Copilot Cowork brings multi-step task execution into Microsoft 365. This is no longer about asking Copilot to write an email or generate a table: with Cowork, you can delegate an entire workflow and the AI executes it autonomously, updating you on progress and asking for confirmation on critical steps.

A practical example: preparing a meeting with a client. With a single prompt, Cowork can assemble a PowerPoint presentation from internal data, gather relevant financial figures from Excel, send a briefing email to the team, and block a calendar slot for preparation. All in the background, while you work on something else.

The underlying technology is the so-called agentic harness — the same framework Anthropic uses for Claude Cowork. The model breaks down the request into sub-tasks, reasons about available tools (files, email, calendar, documents) and orchestrates them in sequence, maintaining context throughout the entire execution.

The Role of Anthropic and Claude AI

The collaboration between Microsoft and Anthropic is at the heart of this announcement. Copilot Cowork uses Anthropic's Claude model as the reasoning engine for agentic tasks. In practice, when Cowork needs to plan, decompose and coordinate a complex task, it is Claude doing the cognitive work.

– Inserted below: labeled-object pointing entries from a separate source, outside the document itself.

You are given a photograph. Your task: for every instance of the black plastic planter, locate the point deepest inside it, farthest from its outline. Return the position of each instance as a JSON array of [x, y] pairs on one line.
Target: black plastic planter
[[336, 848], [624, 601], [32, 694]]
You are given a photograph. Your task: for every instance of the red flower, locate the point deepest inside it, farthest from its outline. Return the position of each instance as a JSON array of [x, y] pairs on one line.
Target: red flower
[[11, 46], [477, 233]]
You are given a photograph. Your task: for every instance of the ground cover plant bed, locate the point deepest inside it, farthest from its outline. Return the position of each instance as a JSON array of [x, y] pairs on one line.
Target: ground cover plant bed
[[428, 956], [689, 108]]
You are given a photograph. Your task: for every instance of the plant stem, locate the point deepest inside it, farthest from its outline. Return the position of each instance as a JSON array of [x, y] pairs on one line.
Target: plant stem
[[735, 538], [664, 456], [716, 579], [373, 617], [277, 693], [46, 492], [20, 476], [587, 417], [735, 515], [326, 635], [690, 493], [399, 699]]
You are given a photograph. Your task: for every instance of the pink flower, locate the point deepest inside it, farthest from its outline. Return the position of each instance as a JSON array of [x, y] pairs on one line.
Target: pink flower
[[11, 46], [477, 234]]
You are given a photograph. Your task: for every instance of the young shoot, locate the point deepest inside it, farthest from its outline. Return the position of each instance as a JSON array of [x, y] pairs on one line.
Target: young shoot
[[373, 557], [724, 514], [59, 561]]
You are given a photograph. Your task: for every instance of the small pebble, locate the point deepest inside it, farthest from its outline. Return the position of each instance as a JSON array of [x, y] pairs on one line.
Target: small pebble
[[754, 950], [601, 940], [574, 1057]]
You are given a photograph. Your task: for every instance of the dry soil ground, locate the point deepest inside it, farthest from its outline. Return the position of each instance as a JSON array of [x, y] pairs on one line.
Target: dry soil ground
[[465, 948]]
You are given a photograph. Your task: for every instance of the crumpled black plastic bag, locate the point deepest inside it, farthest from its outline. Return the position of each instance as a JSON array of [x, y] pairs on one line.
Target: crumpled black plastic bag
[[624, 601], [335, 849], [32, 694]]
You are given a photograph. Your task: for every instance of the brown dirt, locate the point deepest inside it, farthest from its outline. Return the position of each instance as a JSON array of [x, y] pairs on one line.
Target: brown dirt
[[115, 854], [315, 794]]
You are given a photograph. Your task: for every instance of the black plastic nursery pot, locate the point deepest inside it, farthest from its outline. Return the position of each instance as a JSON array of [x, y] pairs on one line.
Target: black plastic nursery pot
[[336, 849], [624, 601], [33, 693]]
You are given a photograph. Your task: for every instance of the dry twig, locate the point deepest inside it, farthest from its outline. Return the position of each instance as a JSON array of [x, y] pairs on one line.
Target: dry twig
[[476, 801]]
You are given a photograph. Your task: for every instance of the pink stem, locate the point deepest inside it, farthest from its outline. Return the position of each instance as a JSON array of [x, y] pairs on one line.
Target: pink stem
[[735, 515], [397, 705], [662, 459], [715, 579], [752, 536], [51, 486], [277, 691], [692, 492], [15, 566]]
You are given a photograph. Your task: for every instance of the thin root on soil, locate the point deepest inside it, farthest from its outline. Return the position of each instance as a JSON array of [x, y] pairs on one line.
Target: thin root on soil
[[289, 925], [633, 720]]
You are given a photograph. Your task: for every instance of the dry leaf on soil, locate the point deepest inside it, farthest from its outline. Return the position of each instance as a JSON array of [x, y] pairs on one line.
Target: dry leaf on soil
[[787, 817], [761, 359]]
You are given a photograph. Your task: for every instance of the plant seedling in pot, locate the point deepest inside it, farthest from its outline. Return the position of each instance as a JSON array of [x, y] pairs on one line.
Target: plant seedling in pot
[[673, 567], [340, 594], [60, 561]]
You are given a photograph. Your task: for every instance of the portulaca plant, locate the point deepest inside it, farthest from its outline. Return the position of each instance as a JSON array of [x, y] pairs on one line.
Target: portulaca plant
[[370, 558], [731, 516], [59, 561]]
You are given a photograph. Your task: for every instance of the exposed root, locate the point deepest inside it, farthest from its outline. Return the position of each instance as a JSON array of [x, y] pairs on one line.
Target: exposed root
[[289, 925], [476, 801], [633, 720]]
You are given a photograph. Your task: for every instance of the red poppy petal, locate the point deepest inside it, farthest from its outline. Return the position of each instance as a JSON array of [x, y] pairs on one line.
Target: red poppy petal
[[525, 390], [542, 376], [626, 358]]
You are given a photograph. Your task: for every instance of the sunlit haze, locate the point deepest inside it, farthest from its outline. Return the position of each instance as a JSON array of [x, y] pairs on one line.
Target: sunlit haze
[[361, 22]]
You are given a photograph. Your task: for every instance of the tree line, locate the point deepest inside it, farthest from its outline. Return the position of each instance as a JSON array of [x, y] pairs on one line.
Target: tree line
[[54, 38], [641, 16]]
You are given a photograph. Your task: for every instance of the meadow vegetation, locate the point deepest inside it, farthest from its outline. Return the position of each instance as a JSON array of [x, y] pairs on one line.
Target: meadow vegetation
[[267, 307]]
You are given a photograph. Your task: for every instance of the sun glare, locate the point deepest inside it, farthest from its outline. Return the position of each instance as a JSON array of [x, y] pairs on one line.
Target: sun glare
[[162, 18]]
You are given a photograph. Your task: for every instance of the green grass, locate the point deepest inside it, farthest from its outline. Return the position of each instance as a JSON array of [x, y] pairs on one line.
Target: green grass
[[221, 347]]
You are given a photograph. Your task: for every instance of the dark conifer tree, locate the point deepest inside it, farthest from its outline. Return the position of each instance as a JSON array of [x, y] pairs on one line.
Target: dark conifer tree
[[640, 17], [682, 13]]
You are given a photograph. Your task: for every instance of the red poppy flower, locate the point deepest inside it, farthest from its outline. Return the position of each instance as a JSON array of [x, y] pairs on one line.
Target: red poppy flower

This is significant for several reasons. First: Microsoft implicitly acknowledges that Claude is superior for long-running agentic tasks — an area where Opus 4.6 and Sonnet 4.6 excel thanks to agent teams and the 1 million token context window. Second: Microsoft makes Claude Sonnet models available to all M365 Copilot users — a historic shift away from GPT exclusivity.

For Anthropic, this is a massive validation. Claude moves from niche alternative to core component of a product used by hundreds of millions of enterprise users worldwide. For businesses, it means that investing in Claude expertise has double value: both for Anthropic's direct ecosystem and for the integration within Microsoft 365.

Work IQ: Microsoft's Competitive Advantage

The key differentiator of Copilot Cowork compared to Anthropic's Claude Cowork is Work IQ: the intelligence built on the enterprise data graph within Microsoft 365. Emails, files, documents, meetings, Teams chats — all of this feeds the context on which Cowork reasons.

While Anthropic's Claude Cowork runs locally on the user's device (macOS), Copilot Cowork operates in the cloud within the company's Microsoft 365 tenant. This means native access to enterprise data, built-in data protection, and no need to configure separate connections.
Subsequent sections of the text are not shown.